Traditionally, it was believed that a rise in adult cardiac mass could only come through an increase in myocyte size, not number. Recently, however, this notion was challenged when it was shown that myocytes can, in fact, replicate in acute stress states. Still, exactly how cardiac regeneration occurs has been unclear.
In the new study, Dr. Piero Anversa, from New York Medical College in Valhalla, and colleagues analyzed cardiac tissue from 36 patients with aortic stenosis who were undergoing valve replacement and from 12 control subjects collected within 24 hours postmortem.

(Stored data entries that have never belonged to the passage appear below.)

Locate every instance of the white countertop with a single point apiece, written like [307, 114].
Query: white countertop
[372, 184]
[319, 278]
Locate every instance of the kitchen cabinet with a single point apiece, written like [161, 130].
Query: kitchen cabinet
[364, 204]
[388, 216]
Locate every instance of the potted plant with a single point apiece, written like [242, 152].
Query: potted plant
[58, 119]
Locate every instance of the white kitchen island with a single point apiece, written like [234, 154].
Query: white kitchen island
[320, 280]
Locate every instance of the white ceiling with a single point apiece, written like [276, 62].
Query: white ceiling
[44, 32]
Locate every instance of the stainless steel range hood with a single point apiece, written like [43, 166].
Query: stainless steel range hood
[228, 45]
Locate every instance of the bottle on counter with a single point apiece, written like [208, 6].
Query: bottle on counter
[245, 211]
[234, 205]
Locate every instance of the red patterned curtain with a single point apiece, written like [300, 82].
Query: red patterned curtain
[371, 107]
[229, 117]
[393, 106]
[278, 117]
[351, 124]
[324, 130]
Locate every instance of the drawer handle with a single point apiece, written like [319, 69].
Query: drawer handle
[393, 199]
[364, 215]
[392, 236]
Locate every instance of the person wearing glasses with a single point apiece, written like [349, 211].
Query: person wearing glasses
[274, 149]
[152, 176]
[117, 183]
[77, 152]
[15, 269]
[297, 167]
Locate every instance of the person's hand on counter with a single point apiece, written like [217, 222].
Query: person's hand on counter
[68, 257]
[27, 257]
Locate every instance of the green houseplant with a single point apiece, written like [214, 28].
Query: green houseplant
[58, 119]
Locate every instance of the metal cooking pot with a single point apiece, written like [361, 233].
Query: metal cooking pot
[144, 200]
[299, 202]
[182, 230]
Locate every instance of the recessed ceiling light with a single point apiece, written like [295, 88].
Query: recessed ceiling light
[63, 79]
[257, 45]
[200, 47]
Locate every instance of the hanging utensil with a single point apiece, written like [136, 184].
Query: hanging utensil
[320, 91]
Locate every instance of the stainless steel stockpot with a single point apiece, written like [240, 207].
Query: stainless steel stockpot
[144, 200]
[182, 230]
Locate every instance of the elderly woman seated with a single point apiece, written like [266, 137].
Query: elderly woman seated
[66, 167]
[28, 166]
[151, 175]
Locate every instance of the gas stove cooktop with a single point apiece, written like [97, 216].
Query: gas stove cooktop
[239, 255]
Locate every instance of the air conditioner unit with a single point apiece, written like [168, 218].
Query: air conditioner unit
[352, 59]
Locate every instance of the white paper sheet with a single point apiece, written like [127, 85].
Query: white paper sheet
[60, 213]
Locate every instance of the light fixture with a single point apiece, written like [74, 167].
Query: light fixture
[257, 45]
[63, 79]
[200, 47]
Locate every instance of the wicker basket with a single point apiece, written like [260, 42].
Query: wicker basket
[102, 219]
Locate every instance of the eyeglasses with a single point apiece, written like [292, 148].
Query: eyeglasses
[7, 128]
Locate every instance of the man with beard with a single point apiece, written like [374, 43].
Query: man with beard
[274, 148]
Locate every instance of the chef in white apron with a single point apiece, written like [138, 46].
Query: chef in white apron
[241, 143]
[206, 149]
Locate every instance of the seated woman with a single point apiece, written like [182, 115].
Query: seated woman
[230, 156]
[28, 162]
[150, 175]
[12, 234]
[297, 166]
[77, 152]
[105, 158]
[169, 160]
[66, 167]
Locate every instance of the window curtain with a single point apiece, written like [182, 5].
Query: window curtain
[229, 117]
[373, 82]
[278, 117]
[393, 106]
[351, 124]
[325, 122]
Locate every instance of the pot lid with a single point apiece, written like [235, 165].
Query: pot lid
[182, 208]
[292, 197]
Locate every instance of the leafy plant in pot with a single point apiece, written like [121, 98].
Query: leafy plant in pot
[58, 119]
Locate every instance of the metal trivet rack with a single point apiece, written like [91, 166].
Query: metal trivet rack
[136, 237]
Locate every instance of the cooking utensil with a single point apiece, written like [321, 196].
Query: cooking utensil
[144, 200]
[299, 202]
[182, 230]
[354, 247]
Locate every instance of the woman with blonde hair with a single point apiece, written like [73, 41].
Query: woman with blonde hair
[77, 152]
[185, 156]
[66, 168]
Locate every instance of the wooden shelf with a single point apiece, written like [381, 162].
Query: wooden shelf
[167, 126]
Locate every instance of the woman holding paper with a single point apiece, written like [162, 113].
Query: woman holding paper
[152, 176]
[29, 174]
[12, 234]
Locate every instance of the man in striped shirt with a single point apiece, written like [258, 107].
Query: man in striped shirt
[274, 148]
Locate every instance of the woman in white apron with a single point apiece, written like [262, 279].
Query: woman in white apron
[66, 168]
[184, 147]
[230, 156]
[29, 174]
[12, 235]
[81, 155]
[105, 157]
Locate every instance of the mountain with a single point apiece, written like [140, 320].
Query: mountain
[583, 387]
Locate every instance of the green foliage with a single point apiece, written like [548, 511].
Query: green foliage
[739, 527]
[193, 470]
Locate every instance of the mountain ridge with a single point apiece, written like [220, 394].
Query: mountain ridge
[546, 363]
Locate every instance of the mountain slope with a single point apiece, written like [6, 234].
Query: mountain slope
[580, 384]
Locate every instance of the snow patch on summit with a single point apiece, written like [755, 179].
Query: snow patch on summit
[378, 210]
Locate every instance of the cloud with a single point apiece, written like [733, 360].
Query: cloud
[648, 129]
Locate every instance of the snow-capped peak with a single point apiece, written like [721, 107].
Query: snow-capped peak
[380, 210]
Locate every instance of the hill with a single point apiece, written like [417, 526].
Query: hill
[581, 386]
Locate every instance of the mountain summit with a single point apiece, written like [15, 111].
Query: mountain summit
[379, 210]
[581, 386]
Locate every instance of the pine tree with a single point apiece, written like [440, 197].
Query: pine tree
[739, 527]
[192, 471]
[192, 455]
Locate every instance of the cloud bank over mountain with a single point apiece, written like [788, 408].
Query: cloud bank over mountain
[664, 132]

The increased cardiac mass that occurs with aortic stenosis results from a combination of myocyte hypertrophy and hyperplasia, the authors note. Delving further into the hyperplasia, they found that the myocyte formation appeared to come from stem cells that were committed to the myocyte lineage.
The putative stem cells were increased 13-fold in hearts with aortic stenosis compared with controls. Moreover, the hypertrophic state seemed to enhance growth and differentiation of these cells.
“The most significant result of this study is that the heart possesses primitive cells, which express surface antigens commonly detected on hemopoietic stem cells,” the investigators note.
“The magnitude of stem cell-dependent myocyte regeneration with aortic stenosis, about 15%, is similar to that observed in cardiac chimerism after transplantation of female hearts into male recipients,” they add.
These findings strengthen previous data on cardiac chimerism, and Dr. Anversa’s group hopes that “they will stimulate more interest in the area of myocardial regeneration.”
Proc Natl Acad Sci USA 2003;August 18th early edition:000-000.